In 2018, Germany was the economy with the largest current account surplus as it was in the previous two years according to Ifo Institute for Economic Research. With 294 billion US dollars, the surplus represents 7.4 percent of the annual economic output. The German value is higher than the countries on position two and three combined – while Japan has a surplus of 173 billion US dollars, Russia’s value is about 116 billion US dollars. The USA is expected to hold the largest deficit again with about 455 billion US dollars, increasing by a further USD 5 billion compared to 2017.
Germany’s current account surplus has fallen for the third consecutive year. It fell last year to 7.4 percent of annual economic output, after 7.9 percent in 2017, 8.5 percent in 2016 and a peak of 8.9 percent in 2015. The EU considers a maximum of six percent to be sustainable in the long term. The decline is attributable to two factors: For example, the surplus in goods exports to Europe fell because imports rose more strongly. In addition, annual economic output, including inflation, rose quite strongly by 3.4 percent.
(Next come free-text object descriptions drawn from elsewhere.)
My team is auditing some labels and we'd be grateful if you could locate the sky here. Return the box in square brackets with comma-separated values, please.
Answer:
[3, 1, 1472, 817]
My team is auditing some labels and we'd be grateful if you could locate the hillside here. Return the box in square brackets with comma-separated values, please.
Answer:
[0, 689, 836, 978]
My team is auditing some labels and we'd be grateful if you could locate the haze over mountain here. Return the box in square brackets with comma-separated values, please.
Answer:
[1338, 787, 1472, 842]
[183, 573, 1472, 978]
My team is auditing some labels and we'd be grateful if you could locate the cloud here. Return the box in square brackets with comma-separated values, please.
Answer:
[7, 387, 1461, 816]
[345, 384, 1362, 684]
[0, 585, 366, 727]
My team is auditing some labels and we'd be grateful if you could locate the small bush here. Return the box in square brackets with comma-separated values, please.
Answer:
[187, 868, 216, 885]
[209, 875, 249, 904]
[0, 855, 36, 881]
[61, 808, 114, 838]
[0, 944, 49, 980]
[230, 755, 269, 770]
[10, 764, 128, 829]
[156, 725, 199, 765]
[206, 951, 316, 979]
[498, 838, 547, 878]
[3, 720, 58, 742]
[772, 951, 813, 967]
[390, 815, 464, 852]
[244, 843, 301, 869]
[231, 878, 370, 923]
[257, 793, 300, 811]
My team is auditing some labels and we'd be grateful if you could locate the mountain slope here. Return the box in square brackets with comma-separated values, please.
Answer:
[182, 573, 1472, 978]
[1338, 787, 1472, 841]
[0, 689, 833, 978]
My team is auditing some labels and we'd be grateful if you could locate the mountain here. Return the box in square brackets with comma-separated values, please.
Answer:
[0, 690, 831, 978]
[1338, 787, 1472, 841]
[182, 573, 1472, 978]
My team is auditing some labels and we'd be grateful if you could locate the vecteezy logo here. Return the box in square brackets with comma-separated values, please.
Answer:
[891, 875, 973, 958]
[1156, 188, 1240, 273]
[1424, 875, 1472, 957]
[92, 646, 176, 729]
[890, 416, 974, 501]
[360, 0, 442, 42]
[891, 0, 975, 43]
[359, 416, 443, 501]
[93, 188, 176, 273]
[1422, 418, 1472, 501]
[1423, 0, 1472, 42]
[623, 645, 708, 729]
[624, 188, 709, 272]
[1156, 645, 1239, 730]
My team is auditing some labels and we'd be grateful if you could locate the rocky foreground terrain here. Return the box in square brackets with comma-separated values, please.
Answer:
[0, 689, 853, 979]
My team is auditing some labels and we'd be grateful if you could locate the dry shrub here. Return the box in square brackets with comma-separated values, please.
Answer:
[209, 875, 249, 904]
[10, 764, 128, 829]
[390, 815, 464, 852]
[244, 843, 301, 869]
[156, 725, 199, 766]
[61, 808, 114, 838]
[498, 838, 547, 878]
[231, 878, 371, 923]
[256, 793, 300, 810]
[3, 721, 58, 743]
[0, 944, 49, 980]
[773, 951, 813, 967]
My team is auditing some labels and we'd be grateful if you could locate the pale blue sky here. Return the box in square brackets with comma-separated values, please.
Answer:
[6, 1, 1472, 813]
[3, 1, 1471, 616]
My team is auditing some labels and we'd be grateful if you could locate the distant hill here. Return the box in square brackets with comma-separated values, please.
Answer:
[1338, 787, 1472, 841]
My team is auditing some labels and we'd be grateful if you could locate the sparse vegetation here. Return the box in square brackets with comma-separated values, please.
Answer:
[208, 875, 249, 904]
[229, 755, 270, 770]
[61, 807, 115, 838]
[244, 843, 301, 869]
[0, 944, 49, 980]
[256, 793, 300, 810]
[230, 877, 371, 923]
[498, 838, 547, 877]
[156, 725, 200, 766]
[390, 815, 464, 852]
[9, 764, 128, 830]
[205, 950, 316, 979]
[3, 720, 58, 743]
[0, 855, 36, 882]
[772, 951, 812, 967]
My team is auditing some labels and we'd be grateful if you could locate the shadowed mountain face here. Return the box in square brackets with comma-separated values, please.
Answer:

German government officials have repeatedly said that Berlin’s fiscal and economic policies are not primarily designed to influence the current account balance. They say the trade surplus is a result of market-based supply and demand decisions by companies and consumers around the world and that it is also shaped by other factors such as oil prices and exchange rates that are hard to influence.
According to a definition used by Ifo, current account surpluses are associated with high net capital exports. Germany is thus building up more financial receivables from abroad than foreign receivables from Germany. In addition to the sale of goods or services to foreign countries, income from foreign assets also increases the current account surplus, as this increases payment claims against foreign countries. Permanently high current account surpluses can become problematic if the receivables cannot be redeemed, for example if the foreign country is no longer able to service the interest burden.